Problem:
Given a string S and a string T, count the number of distinct subsequences of T in S.
A subsequence of a string is a new string which is formed from the original string by deleting some (can be none) of the characters without disturbing the relative positions of the remaining characters. (ie,
"ACE"
is a subsequence of"ABCDE"
while"AEC"
is not).Here is an example:
S ="rabbbit"
, T ="rabbit"
Return
3
.
We maintain a matrix P[m][n], where m is the length of T plus 1 and n is the length of S plus 1. The matrix P is as follows:
In matrix P[m][n], each element P[i][j] represents the distinct subsequences of T[1...i] in S[1…j] (indexes beginning at 1).
Note that the 1st row (P[0][0...m-1]) of matrix P is 1, and the 1st column (P[1...n-1][0]) of matrix P is 0.
The 1st row of P means that if T is NULL, the number of subsequences of T in S. So they are all 1.
The 1st column of P means that if S is NULL, the number of subsequences of T in S. So they are all 0 except P[0][0].
After the definition of P, let‘s see how we can build matrix P step by step.
Assume we are going to calculate P[i][j], and the elements with lower row and column indexes of P[i][j] are already calculated before.
1.
First we consider the situation of T[i] not equal to S[j]. In this case, the subsequences of T[1…i] in S[1…j] must also be in S[1…j-1]. For example, T[1…i] is “ace”, S[1…j] is “adceb”. The subsequence identified with bold characters of “adceb” is what we need, and is also the subsequence of T[1…i] in S[1…j-1], where S[1…j-1] is “adce”.
So when T[i] is not equal to S[j], P[i][j] = P[i][j-1].
2.
Now we consider the situation of T[i] equal to S[j].
As we explained previously, P[i][j] means the number of subsequences of T[1...i] in S[1...j] (indexes beginning at 1). We divide the subsequences in S[1…j] into 2 sets: the ones not containing S[j] and the ones containing S[j].

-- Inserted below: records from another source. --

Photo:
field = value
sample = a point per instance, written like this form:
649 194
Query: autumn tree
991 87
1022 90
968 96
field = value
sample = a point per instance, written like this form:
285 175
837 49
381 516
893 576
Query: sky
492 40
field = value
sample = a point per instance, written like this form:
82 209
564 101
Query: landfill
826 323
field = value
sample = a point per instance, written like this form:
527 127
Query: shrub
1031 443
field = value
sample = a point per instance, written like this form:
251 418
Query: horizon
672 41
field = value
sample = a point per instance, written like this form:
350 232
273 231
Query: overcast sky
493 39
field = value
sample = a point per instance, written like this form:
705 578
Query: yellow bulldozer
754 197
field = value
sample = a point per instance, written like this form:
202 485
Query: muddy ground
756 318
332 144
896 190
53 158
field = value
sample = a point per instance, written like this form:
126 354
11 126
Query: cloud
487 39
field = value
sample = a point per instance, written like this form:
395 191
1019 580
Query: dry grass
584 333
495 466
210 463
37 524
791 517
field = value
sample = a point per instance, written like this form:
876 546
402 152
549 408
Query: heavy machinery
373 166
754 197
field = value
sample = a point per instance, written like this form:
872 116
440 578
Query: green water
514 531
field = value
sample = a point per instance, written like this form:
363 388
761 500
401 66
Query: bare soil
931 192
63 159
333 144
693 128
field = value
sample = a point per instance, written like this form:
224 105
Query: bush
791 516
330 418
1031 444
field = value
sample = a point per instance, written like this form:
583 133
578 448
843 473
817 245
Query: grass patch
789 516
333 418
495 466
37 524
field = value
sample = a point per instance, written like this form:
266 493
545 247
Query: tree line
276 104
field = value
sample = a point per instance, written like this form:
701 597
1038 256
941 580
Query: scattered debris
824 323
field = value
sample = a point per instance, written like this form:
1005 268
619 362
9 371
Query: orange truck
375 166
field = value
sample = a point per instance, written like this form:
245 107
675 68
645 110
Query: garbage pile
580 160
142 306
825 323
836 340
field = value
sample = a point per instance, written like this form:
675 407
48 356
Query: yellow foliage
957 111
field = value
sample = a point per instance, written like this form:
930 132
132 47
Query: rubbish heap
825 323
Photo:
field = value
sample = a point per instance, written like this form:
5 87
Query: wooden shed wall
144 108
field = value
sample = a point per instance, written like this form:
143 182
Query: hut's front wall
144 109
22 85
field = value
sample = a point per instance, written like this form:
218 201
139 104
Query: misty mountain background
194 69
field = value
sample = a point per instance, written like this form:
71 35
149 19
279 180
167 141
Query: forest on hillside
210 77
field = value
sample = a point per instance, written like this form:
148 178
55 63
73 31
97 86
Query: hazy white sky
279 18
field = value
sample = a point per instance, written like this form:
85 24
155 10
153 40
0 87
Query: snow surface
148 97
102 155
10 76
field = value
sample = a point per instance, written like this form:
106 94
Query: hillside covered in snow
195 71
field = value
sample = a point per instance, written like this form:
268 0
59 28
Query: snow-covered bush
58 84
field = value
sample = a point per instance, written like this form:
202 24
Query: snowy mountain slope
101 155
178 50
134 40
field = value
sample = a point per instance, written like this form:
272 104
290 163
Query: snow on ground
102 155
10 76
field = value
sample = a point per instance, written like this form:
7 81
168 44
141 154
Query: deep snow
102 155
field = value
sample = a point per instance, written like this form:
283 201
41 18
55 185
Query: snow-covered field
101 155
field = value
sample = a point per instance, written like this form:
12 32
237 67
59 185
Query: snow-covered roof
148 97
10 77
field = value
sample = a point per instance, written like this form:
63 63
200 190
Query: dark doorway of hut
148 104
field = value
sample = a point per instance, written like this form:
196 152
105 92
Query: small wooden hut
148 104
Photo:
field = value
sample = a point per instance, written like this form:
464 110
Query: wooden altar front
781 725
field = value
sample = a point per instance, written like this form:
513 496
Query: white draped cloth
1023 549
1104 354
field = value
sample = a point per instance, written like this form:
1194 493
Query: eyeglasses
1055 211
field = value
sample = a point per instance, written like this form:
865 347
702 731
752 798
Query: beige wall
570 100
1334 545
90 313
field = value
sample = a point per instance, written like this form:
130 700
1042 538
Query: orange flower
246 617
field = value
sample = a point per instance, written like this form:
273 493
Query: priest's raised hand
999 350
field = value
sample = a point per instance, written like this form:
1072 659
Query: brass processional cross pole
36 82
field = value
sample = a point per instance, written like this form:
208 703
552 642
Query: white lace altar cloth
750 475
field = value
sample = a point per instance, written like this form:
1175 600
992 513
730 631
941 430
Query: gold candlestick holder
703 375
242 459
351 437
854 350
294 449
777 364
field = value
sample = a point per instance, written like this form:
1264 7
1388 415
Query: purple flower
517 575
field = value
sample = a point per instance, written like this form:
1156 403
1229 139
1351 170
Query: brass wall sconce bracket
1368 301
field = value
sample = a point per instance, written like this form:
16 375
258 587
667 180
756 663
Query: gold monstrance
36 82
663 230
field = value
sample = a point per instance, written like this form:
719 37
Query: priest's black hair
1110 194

For example, T[1…i] is “ace”, S[1…j] is “adcebe”. The subsequence identified with bold characters of “adcebe” belongs to the 1st set, which, as we defined, doesn’t contain S[j]. While the subsequence “ace” identified with bold characters of “adcebe” belongs to the 2nd set which contains S[j] (in this case S[j] is the last character ‘e’),
So in matrix P, given P[i][j], how to find the number of subsequences in these 2 sets?
To begin with, let’s see the 1st set, where subsequences of T[1…i] in S[1…j] don’t contain S[j]. It is clear that the scenario is the same as looking for the subsequences of T[1…i] in S[1…j-1]. And that is exactly the definition of P[i][j-1]. So the number of subsequences in 1st set is P[i][j-1].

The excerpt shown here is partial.